I want to make a small annotation here. Several other commenters said that the game "must be deterministic". Anyone who says that needs to take Computer Science 101 again, because unless your game is meant to be run on quantum computers, ALL COMPUTER PROGRAMS ARE DETERMINISTIC¹. That's what makes computers so awesome.

However, since your program most likely depends on external programs, ranging from libraries to the actual implementation of the CPU, making sure that your functions behave the same between platforms may be quite difficult.

If you use pseudo-random numbers, you can either store the generated numbers as part of your input x, or store the state of the prng function as part of your state s, and its implementation as part of function f.

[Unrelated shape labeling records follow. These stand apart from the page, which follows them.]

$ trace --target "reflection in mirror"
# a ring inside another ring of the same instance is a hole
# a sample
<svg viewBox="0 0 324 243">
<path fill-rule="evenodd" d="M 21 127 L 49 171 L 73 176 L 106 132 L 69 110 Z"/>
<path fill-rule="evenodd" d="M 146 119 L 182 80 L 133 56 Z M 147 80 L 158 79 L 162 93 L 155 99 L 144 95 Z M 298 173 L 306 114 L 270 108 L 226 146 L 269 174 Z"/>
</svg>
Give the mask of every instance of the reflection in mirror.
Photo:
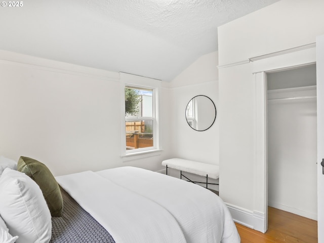
<svg viewBox="0 0 324 243">
<path fill-rule="evenodd" d="M 195 96 L 187 105 L 186 119 L 189 126 L 195 130 L 207 130 L 213 125 L 216 118 L 216 107 L 207 96 Z"/>
</svg>

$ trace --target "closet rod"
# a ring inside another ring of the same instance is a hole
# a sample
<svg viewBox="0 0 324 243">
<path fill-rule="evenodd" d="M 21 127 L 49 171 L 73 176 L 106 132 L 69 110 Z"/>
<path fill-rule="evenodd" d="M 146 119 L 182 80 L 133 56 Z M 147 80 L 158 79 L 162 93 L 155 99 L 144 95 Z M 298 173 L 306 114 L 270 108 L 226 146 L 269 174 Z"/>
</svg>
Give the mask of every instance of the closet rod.
<svg viewBox="0 0 324 243">
<path fill-rule="evenodd" d="M 297 97 L 290 98 L 276 98 L 273 99 L 268 99 L 268 100 L 299 100 L 300 99 L 311 99 L 316 98 L 316 95 L 309 95 L 308 96 L 299 96 Z"/>
</svg>

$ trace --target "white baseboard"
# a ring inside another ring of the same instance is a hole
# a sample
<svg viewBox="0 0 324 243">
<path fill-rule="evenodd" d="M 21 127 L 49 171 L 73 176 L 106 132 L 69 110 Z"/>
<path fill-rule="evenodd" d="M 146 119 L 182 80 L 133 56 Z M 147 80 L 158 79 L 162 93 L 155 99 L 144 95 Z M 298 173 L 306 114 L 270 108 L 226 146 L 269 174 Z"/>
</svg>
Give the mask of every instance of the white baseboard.
<svg viewBox="0 0 324 243">
<path fill-rule="evenodd" d="M 234 222 L 262 233 L 265 232 L 264 214 L 256 211 L 248 210 L 230 204 L 225 204 L 229 209 Z"/>
<path fill-rule="evenodd" d="M 280 210 L 284 210 L 284 211 L 289 212 L 292 214 L 297 214 L 297 215 L 304 217 L 308 219 L 313 219 L 314 220 L 317 220 L 317 215 L 315 213 L 304 211 L 300 209 L 295 209 L 286 205 L 282 205 L 282 204 L 274 202 L 273 201 L 270 201 L 270 200 L 268 201 L 268 205 L 270 207 L 280 209 Z"/>
</svg>

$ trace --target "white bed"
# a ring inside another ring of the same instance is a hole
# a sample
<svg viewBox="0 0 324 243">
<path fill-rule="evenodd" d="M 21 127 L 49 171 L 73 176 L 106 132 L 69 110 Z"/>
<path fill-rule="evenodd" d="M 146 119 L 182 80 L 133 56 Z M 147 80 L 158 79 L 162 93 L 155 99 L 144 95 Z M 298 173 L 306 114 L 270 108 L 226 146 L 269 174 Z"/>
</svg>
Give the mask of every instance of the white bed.
<svg viewBox="0 0 324 243">
<path fill-rule="evenodd" d="M 226 205 L 197 185 L 126 167 L 56 177 L 116 243 L 237 243 Z"/>
</svg>

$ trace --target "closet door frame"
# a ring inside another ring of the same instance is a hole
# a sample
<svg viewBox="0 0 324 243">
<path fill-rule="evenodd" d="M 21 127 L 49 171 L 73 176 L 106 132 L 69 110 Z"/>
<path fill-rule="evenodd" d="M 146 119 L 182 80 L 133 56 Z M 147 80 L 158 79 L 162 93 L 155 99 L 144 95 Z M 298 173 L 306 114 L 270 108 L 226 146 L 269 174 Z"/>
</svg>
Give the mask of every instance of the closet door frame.
<svg viewBox="0 0 324 243">
<path fill-rule="evenodd" d="M 267 127 L 267 80 L 266 73 L 300 67 L 316 63 L 316 44 L 312 43 L 281 52 L 255 57 L 250 59 L 252 62 L 252 72 L 255 87 L 255 181 L 263 182 L 256 185 L 255 207 L 263 209 L 263 228 L 268 225 L 268 151 Z M 261 198 L 261 199 L 260 199 Z"/>
</svg>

For chess, this would be accomplished by drawing the initial board (which is known) and then describe each move saying which piece went where. This is how they actually do it, by the way.

Method 3:

Now, you most likely want to be able to seek into your replay. That is, calculate s[n] for an arbitrary n. By using method 2, you need to calculate s[0]...s[n-1] before you can calculate s[n], which, according to assumption 2, may be quite slow.

To implement this, method 3 is a generalization of methods 1 and 2: store f[0]...f[n-1] and x[0]...x[n-1] just like method 2, but also store s[j], for all j % Q == 0 for a given constant Q. In easier terms, this means that you store a bookmark at one out of every Q states. For example, for Q == 100, you store s[0], s[100], s[200]...

In order to calculate s[n] for an arbitrary n, you first load the previously stored s[floor(n/Q)], and then calculate all the functions from floor(n/Q) to n. At most, you will be calculating Q functions. Smaller values of Q are faster to calculate but consume much more space, while larger values of Q consume less space, but take longer to calculate.

Method 3 with Q==1 is the same as method 1, while method 3 with Q==inf is the same as method 2.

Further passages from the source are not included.